Employers will only hire for potential where there is likely to be a massive payoff and the risk is acceptable or in a very tight market where talent is extremely hard to acquire. The talent pool available is the dominant factor dictating how easy it is to enter any particular profession.
Recruitment is easy to get into because, in general, the only people that want to do it have never done it, and the vast majority of people don't last a year in the industry. Also because the vast majority of recruiters are mediocre, and the ones that are good are given massive incentives by their companies to stay put - which makes them very difficult for other companies to hire.
Public relations is difficult to get into because it's a highly sought after career with a low number of vacancies and a low attrition rate, not because it's harder than recruitment (the fact that it isn't is reflected in the low attrition rate).
 
Most jobs that don't require specific qualifications are all about personality. If you can make yourself seem like the person they are looking for then you can usually get it. Make it sound like you would be really happy doing that job and that you are very enthusiastic even if you have to go over the top so it sounds silly to you, to the employer it will sound like you are the perfect candidate.

I'm talking about the jobs that are available to anybody with the ability to breath.
 
I had a job at a call centre for 2 months just to buy a PC about 2 years ago. I need part time work to fund myself! (student)
 
I had a job at a call centre for 2 months just to buy a PC about 2 years ago. I need part time work to fund myself! (student)

Oh right.
Part time work isn't exactly my area of expertise (call centre work is, though). Are you a Londoner? It's very tough to get part time work here...

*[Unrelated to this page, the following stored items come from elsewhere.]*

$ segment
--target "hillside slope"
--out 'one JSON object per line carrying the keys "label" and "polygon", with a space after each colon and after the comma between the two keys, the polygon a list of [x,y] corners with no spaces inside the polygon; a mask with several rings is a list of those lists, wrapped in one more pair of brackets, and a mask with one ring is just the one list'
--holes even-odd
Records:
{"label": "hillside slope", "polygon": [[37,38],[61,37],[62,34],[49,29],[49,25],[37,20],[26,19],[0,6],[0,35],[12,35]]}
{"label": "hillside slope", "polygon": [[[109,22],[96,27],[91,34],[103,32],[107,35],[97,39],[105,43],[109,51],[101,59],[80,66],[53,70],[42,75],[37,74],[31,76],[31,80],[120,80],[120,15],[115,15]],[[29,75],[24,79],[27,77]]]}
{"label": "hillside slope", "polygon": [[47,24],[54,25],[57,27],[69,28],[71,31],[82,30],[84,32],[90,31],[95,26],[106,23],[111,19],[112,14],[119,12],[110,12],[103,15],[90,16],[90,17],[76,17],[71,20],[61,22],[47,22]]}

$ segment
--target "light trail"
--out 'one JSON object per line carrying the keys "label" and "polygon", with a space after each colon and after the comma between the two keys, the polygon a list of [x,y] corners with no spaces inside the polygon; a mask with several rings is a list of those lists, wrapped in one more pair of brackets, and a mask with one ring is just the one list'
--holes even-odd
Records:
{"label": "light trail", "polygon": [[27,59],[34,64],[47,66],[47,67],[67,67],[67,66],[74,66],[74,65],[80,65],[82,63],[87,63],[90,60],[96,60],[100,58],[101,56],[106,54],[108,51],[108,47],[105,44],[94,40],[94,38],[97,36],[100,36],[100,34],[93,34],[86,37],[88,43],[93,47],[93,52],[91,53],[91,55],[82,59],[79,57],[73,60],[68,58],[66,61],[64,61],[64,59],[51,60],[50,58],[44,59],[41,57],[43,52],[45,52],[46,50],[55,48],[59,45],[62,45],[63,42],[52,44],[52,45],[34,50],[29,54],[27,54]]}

Re: telephone based work, there's definitely a market for part-timers in market research. The pay is pretty good, too - 17k pro-rata is the going rate.
If you're a Londoner, I might be able to hook you up with something depending on what kind of call centre work you've done and how you sound over the phone.
 
Not a Londoner, up north. Yorkshire. Any kind of work that requires little qualifications is hard to get it would seem, there arent many highly qualified jobs in this area and it's a chav infested shit hole. Most semi decent jobs are taken here. Theres a hell of a lot of people going to the huge 'Job Centre' in town as well, or so it would seem from walking past there several times.
It's a shitty place for jobs here, I don't think I'll stay once I've been and gone to uni.
 
Not a Londoner, up north. Yorkshire. Any kind of work that requires little qualifications is hard to get it would seem, there arent many highly qualified jobs in this area and it's a chav infested shit hole. Most semi decent jobs are taken here. Theres a hell of a lot of people going to the huge 'Job Centre' in town as well, or so it would seem from walking past there several times.
It's a shitty place for jobs here, I don't think I'll stay once I've been and gone to uni.

You don't live in Bradford, do you? :D

I remember having to go to the jobcentre in between getting scraps of temp work and trying to find a permanent role...that sucked. They never actually helped you to find a job, only made you jump through hoops to get the money. Started making me apply for jobs through them, despite the fact that a) I spent at least an hour a day cold-calling potential employers and went on at least one interview per week and b) only shit companies I wouldn't touch with a 40 foot bargepole advertise in the freaking jobcentre. And if you worked more than 16 hours a week, you would have to sign off completely and reapply and fill out 20 pages of forms again to start claiming again - which made it completely impractical to take short-term temp work. Whoever was responsible for that policy genius should be shot.
Then, finally, my current company gave me a shot. And one of the companies I interviewed at a few months ago tried to headhunt me last week. Ironic or what?
Hopefully you won't have that experience post-graduation. Working through uni is a good idea in that respect...I never worked until I left college.